Lieto currently resides in Kailua-Kona, Hawaii with his wife Karis, son Kaiden, and daughter Kayah.

== Results ==
2009 Results

2nd 	Ironman World Championships, Kona Hawaii

2nd 	Nautica Malibu Triathlon Classic

1st 	San Jose International Pro Challenge 	(course record)

2nd 	Ironman Boise 70.3 	(new bike course record)

2nd 	Ironman Hawaii Honu 70.3 	new bike course record

2nd 	UVAS Triathlon

7th 	Wildflower 1/2 Ironman

3rd 	Miami International Triathlon 	New Bike Course record

2008 Results

3rd 	Miami International Triathlon 	(bike course record)

1st 	Nautica South Beach 	(course record)

3rd 	Wildflower 1/2 Ironman 	(new bike course record)

1st 	Columbia Triathlon 	(course record)

1st 	San Jose International 	(course record)

2nd 	Ironman 70.3 Boise 	(bike course record)

23rd 	Ironman World Championships Hawaii

2nd 	Ironman Arizona

Additional Results

1st 	Ironman Japan 2006 	(new bike course record)

1st 	Ironman Canada 2005 	(new bike course record)

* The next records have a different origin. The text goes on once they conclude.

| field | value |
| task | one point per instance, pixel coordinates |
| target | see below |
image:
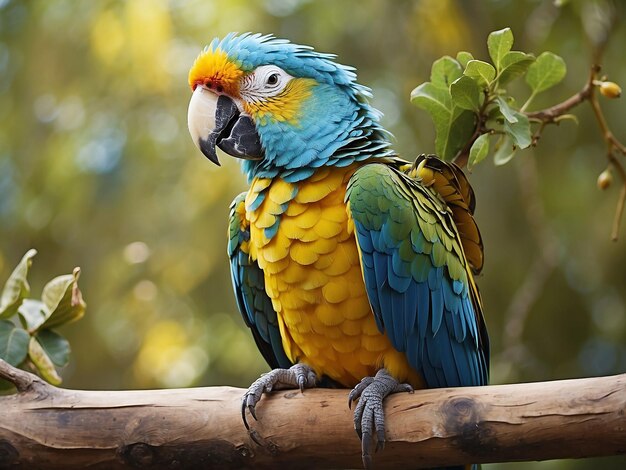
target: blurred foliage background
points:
(97, 170)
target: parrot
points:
(351, 266)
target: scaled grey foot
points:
(369, 415)
(297, 376)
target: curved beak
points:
(216, 121)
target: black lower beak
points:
(234, 133)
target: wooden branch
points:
(51, 428)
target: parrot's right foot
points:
(297, 376)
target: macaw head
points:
(283, 108)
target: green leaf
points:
(505, 152)
(463, 58)
(548, 70)
(482, 72)
(499, 43)
(453, 125)
(63, 300)
(465, 93)
(479, 150)
(56, 347)
(506, 110)
(444, 71)
(42, 361)
(32, 314)
(16, 287)
(519, 130)
(514, 64)
(13, 343)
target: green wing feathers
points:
(418, 278)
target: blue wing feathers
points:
(253, 302)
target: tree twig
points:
(24, 381)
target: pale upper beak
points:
(215, 120)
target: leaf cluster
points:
(471, 105)
(27, 335)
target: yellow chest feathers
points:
(300, 238)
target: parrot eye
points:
(266, 81)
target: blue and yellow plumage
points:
(344, 257)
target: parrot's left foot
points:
(369, 415)
(297, 376)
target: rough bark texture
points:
(50, 428)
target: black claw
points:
(243, 414)
(380, 445)
(366, 443)
(252, 409)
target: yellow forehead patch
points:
(215, 68)
(286, 105)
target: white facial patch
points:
(266, 81)
(201, 114)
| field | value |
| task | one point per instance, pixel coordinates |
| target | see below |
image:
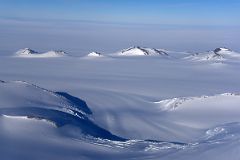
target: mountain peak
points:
(94, 54)
(141, 51)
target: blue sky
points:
(187, 12)
(81, 26)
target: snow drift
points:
(29, 53)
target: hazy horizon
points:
(82, 26)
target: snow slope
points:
(57, 107)
(94, 54)
(141, 51)
(29, 53)
(133, 108)
(217, 55)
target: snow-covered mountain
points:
(217, 55)
(29, 53)
(141, 51)
(174, 103)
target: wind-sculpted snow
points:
(120, 107)
(217, 55)
(172, 104)
(58, 107)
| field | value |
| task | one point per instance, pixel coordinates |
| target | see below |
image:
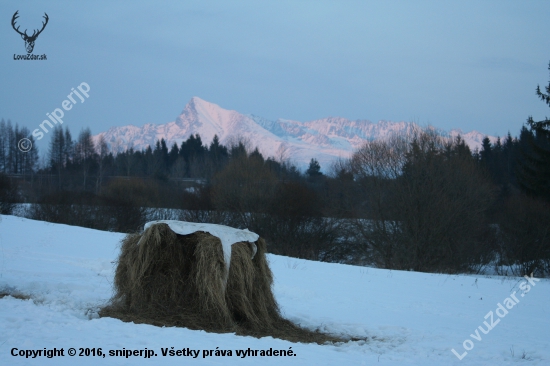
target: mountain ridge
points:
(324, 139)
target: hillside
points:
(408, 318)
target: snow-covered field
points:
(409, 318)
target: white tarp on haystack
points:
(226, 234)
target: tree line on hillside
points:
(412, 202)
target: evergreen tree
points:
(314, 169)
(534, 172)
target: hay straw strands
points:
(171, 279)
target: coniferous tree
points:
(314, 169)
(534, 172)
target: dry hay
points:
(179, 280)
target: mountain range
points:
(323, 139)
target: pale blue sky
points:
(453, 64)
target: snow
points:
(325, 139)
(227, 235)
(409, 318)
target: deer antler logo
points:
(29, 40)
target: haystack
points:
(200, 276)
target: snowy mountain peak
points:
(324, 139)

1st 	Ironman Wisconsin 2002

1st 	Ironman 70.3 Vineman 2002

1st 	Nautica Malibu Triathlon 2003

1st 	San Jose International 2007

2nd 	Ironman USA Lake Placid 2003

2nd 	Ironman Malaysia 2006 	(new bike course record)

2nd 	Ironman 70.3 Florida 2004

6th 	Ironman World Championship 2007

8th 	Ironman World Championship 70.3 2006 	(2nd American)

9th 	Ironman World Championship 2006, Kona Hawaii 	(1st American)

13th 	Ironman World Championship 2003

18th 	Ironman World Championship 2005

3rd Kemah International Triathlon 2010 (new bike course record)

US National Ironman Champion 2003

Ranked 5th in the World 2003 by Inside Triathlon

Chris is now retired from professional triathlon.